Tuesday, October 23, 2018

Ten Days of Terror!: Phantasm II

Films: Phantasm II
Format: HBO Go on rockin’ flatscreen.

What’s the big sell of the movie Phantasm? It’s the flying orbs that kill people. Sure, you get the Tall Man, too, and the Tall Man is pretty damn awesome as a bad guy, but we wait for the flying orbs, especially because they aren’t really used that much. Phantasm II has the chance to correct that and it kind of doesn’t. The other thing that the sequel gets to correct is the fact that the first movie has a ton of ideas that aren’t really presented in a way that makes a great deal of sense. There’s the Tall Man digging up corpses, the flying orbs, and weird little dwarves that are apparently made by squeezing the corpses somehow into these new critters. It’s kind of a narrative mess.

Phantasm II picks up immediately at the end of the first movie, with our hero Mike (A. Michael Baldwin in this footage, which was clearly made at the same time as the original) be attacked by the Tall Man (Angus Scrimm) and a couple of dwarves. Pedophile-looking former ice cream man and Mike’s friend Reggie (Reggie Bannister) coming to his rescue. Fast forward eight years and now Mike is played by James Le Gros and he’s just getting released from an institution since no one believed his weird story.

We’re also told that Mike has a psychic connection with a girl named Liz (Paula Irvine). Like most of what happens in Phantasm in general, this goes completely unexplained. Mike, fresh out of the institution, returns to his home town and starts digging up graves, which is what he’s doing when Reggie discovers him. Reggie is convinced that Mike is going back into the asylum, this time for good, but Mike tells him that none of the coffins contain bodies because the Tall Man has stolen them. The two leave the graveyard and Mike has a premonition that Reggie’s house is going to explode. It does, and suddenly Reggie believes everything Mike has to say. The break into a hardware store and gear up, which includes taking a bunch of power tools, a chainsaw, and a couple of shotguns that Reggie straps together, making a four-barreled weapon. And off we go across the country.

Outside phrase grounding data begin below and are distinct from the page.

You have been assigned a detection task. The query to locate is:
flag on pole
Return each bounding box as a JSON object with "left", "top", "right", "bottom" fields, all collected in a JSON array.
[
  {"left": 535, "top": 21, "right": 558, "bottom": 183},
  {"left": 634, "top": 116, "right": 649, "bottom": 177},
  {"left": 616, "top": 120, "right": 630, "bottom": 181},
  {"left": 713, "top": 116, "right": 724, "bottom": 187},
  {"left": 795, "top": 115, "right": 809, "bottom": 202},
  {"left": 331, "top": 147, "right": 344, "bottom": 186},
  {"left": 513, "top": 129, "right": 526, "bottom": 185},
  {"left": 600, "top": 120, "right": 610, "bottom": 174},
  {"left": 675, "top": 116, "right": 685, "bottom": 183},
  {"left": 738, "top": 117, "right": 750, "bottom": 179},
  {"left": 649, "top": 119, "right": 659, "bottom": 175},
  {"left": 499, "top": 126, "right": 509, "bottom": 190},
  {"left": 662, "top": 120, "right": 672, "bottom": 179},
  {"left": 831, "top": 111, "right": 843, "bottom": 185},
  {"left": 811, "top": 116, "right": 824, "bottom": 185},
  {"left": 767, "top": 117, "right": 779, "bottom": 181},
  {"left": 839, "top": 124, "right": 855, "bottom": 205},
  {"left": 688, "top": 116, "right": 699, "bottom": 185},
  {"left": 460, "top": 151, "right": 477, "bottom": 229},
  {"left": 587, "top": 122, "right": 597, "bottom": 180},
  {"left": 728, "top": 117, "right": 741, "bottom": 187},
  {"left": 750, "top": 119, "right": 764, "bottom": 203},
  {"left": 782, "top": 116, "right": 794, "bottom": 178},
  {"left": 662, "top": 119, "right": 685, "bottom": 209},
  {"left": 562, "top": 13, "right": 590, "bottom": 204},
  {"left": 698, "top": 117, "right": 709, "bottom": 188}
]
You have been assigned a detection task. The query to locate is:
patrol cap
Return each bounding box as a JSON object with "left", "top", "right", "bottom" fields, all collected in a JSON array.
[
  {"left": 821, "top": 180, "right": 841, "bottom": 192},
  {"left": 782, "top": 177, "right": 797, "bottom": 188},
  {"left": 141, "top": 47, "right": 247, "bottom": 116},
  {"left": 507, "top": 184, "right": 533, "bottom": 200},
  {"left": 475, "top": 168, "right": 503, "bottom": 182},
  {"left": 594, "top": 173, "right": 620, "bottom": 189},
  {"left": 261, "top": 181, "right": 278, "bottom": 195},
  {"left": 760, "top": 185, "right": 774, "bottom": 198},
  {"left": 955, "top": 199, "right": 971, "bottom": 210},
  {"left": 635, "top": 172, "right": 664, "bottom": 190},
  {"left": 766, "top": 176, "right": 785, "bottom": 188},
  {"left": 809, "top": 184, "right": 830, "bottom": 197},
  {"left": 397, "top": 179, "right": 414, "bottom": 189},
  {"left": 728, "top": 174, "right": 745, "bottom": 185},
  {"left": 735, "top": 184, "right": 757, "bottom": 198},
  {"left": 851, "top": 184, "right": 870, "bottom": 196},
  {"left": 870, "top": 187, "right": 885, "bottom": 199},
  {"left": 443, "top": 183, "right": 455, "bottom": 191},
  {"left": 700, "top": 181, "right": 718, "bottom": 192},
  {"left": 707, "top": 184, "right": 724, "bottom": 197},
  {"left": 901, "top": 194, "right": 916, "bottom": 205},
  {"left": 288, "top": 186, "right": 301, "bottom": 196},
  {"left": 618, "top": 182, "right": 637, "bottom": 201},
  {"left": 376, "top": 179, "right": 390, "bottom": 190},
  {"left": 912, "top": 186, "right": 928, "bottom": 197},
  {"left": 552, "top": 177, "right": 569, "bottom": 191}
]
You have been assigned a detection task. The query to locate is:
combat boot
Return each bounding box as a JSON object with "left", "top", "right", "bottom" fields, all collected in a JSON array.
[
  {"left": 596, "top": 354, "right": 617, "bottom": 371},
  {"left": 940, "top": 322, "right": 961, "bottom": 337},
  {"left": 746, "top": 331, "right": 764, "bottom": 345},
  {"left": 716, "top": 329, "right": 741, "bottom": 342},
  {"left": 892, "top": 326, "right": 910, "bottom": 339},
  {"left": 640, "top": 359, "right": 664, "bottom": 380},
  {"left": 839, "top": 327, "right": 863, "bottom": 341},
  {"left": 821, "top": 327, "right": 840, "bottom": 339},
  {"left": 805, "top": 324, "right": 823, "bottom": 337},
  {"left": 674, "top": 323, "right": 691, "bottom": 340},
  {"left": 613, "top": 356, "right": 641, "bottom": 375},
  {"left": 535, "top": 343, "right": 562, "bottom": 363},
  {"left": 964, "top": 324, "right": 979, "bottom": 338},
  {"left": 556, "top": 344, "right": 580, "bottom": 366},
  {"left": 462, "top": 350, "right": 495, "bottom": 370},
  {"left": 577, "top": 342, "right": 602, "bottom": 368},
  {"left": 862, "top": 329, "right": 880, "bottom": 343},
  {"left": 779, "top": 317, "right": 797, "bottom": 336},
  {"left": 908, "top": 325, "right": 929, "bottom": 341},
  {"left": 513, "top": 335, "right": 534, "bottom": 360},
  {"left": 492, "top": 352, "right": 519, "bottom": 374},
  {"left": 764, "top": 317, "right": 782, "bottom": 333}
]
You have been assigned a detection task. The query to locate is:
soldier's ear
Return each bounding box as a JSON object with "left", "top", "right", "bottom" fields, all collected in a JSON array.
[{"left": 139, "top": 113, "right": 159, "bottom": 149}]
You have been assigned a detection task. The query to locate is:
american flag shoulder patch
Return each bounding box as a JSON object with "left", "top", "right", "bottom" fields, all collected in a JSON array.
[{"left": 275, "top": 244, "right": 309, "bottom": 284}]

Look, I’m doing my best to make Phantasm II have any sort of narrative sense and cohesion, but it simply doesn’t. Eventually, Mike and Reggie reach a town in Oregon along with a hitchhiker who calls herself Alchemy (Samantha Phillips), and naturally this is the town where Liz lives. They meet up and spend a lot of time in a local mortuary/graveyard and out come the orbs. We’re also going to have a local priest (that-guy Kenneth Tigar) and dwarves, guys who dig up bodies, and all sorts of mayhem. There are close calls, attacks in the crematorium, and even another visit to the alternate world where the dwarf critters seem to live. Honestly, I don’t know.

That’s the issue I had with Phantasm is that I didn’t really understand why anything was happening. Things just happen on screen, and while some of them are pretty cool and interesting, I never really got what the Tall Man was doing, why he was doing it, or why he evidently needed dwarves to do it. Phantasm II doesn’t cure that problem and it adds in the psychic connection between Mike and Liz and also gives us a new actor in Mike’s role, so there’s a weird disconnect there, too.

And, just like in the first movie, the spheres aren’t used enough. They show up a couple of times and we get a couple of interesting quality kills with them, but that’s pretty much it. Things happen. Our heroes get attacked. They make colossally stupid decisions (like picking up the hitchhiker) because Reggie decides he’s horny. I still have no idea what the hell is going on here.

I kind of like these movies, but, just like I don’t know what the hell is going on, I’m not entirely sure why. The biggest issue with Phantasm II is that it seems to counter what we’re told in the previous film, which essentially tells us that the Tall Man, the dwarves, and everything else is something just occurring in Mike’s head. So is this actually reality? Or is it all still in Mike’s head?

Honestly, it all makes more sense if it’s all in Mike’s head, whichever Mike we’re dealing with. I like this, kind of, but I think I’m probably done with the Phantasm series.

Why to watch Phantasm II: The Tall Man is awesome.
Why not to watch: It actually makes less sense than the original Phantasm.